Initially framed as a “paradigm shift” by the American Psychiatric Association (APA), the latest version of the diagnostic manual was meant from its inception to move away from a categorical understanding of mental illness and toward a dimensional approach. As the DSM-5 revision progressed, however, the creation of new severity scales became a major source of controversy, and the endeavor to secure diagnostic validity was eventually abandoned.

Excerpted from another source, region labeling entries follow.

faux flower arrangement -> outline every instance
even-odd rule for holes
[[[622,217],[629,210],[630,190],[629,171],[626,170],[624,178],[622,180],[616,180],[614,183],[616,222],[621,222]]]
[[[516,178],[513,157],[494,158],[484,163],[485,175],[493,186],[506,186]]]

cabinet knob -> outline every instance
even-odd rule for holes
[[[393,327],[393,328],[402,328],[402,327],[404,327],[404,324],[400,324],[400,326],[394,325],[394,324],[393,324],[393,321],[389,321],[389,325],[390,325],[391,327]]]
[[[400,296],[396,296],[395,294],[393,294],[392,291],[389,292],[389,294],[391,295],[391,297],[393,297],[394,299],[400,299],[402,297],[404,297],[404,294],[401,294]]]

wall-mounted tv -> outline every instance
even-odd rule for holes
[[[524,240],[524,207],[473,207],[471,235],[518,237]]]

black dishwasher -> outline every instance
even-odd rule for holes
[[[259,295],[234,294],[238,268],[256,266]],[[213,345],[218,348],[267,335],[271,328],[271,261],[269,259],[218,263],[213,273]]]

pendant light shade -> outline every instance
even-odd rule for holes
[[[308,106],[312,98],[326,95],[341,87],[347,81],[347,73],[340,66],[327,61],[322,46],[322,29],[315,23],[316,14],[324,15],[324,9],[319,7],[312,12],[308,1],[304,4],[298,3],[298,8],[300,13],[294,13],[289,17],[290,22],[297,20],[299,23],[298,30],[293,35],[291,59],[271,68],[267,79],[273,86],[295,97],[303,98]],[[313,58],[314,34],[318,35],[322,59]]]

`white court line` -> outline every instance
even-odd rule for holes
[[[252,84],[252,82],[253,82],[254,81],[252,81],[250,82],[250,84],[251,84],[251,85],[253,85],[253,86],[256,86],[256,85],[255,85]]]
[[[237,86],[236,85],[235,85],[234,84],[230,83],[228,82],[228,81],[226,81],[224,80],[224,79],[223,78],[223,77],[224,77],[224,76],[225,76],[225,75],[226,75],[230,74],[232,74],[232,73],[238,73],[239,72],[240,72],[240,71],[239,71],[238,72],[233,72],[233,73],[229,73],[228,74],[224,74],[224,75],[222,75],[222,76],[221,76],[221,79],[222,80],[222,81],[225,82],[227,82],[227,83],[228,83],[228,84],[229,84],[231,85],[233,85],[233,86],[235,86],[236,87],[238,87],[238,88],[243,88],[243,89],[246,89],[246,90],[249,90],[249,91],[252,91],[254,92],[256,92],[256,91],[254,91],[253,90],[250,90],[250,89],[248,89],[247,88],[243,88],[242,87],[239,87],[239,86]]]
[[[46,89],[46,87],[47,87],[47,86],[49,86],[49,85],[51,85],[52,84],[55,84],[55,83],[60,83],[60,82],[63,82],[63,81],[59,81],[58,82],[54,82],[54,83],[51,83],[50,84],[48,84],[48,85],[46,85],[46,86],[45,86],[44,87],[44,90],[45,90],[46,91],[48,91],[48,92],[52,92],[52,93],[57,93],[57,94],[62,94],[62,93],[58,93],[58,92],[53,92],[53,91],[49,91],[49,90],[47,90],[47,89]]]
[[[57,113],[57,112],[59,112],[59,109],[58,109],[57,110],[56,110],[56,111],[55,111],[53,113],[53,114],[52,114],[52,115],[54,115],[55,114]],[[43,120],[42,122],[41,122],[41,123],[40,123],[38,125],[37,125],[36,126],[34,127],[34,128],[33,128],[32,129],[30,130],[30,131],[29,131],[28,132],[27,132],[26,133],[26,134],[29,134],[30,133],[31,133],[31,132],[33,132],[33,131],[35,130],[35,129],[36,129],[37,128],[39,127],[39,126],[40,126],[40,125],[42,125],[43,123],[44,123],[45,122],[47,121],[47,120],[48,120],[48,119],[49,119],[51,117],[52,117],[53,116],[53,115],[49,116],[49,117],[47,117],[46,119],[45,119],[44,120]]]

Whooley, a professor of Sociology at the University of New Mexico who specializes in the sociology of medicine and mental health, calls the DSM-5 an example of “failed commensuration.” He defines commensuration as “a process by which different entities are transformed via a common metric so that they may be quantitatively compared and ranked.” In this instance, Whooley suggests that the DSM task force initially pushed for a new diagnostic metric in an attempt to “shore up the bona fides of psychiatry” and “trade on the association of measurement with science, rationality, and objectivity…”
Through in-depth interviews with 30 people who participated in the DSM-5 revision, Whooley examines the attempt to create these new severity scales from start to finish and documents how the decision was ultimately made to exclude all but a couple of scales from the manual.
The previous schema inherent in earlier versions of the DSM assumed a categorical approach to ‘mental illnesses’ as discrete conditions. The categorical approach had received (and still does receive) a great deal of criticism from both observers and psychiatric researchers. As the DSM-III had achieved higher reliability scores, meaning there was more agreement over the categories between clinicians, Whooley, and many others, have noted: “Better reliability had not secured more valid diagnostic categories, useful biomarkers for mental illness, or an understanding of the mechanisms of mental disorders.”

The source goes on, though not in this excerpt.